How is a weakly informative prior different from a noninformative one?

A noninformative prior tries to add as little information as possible and may be improper, while a weakly informative prior is proper and intentionally adds mild information to exclude implausible values and stabilize the analysis.

Weakly Informative and Regularizing Priors

Weakly informative priors are deliberately mild, proper priors that rule out implausible parameter values and stabilize estimation without imposing strong substantive beliefs.

Definition

A weakly informative prior is a proper prior chosen to be broad on the scale of plausible parameter values, providing enough information to regularize the posterior and improve computation while remaining uncommitted about the specific value within that range.

Scope

This topic covers the rationale for weakly informative priors over flat priors, their regularizing and shrinkage effects, default choices for regression coefficients and scale parameters, and sparsity-inducing priors such as the horseshoe and the Bayesian Lasso.

Core questions

Why are weakly informative priors preferred to flat or improper priors in practice?
How do priors regularize estimates and shrink them toward plausible values?
What default priors are recommended for regression coefficients and variance parameters?
How do sparsity priors such as the horseshoe handle many potentially zero coefficients?

Key concepts

weakly informative prior
regularization
shrinkage
horseshoe prior
Bayesian Lasso
scale prior
separation

Key theories

Regularization via priors: A prior with finite scale penalizes extreme estimates, reducing variance and preventing separation problems; many penalized-likelihood estimators correspond to posterior modes under specific priors.
Global-local shrinkage: Sparsity priors such as the horseshoe use a heavy-tailed local scale and a global scale so that small coefficients are shrunk strongly while large signals escape shrinkage.

Clinical relevance

Regularizing priors stabilize estimates in high-dimensional and sparse problems such as genomics and biomarker selection, and they prevent divergent estimates when data only weakly identify parameters.

History

As Bayesian computation became routine in the 2000s, attention shifted from flat 'noninformative' priors to weakly informative defaults that improve both inference and sampling.

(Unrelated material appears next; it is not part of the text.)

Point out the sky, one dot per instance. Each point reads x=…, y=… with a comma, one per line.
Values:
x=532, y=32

Sparsity priors, including the Bayesian Lasso and the 2010 horseshoe estimator, extended this thinking to high-dimensional regression.

Debates

How weak should a default prior be?: There is ongoing discussion about how to set the scale of weakly informative priors so they regularize usefully without unintentionally biasing conclusions on the relevant scale.

Key figures

Andrew Gelman
Nicholas Polson
James Scott
Carlos Carvalho

Seminal works

gelman2008
carvalho2010

Frequently asked questions

How is a weakly informative prior different from a noninformative one?: A noninformative prior tries to add as little information as possible and may be improper, while a weakly informative prior is proper and intentionally adds mild information to exclude implausible values and stabilize the analysis.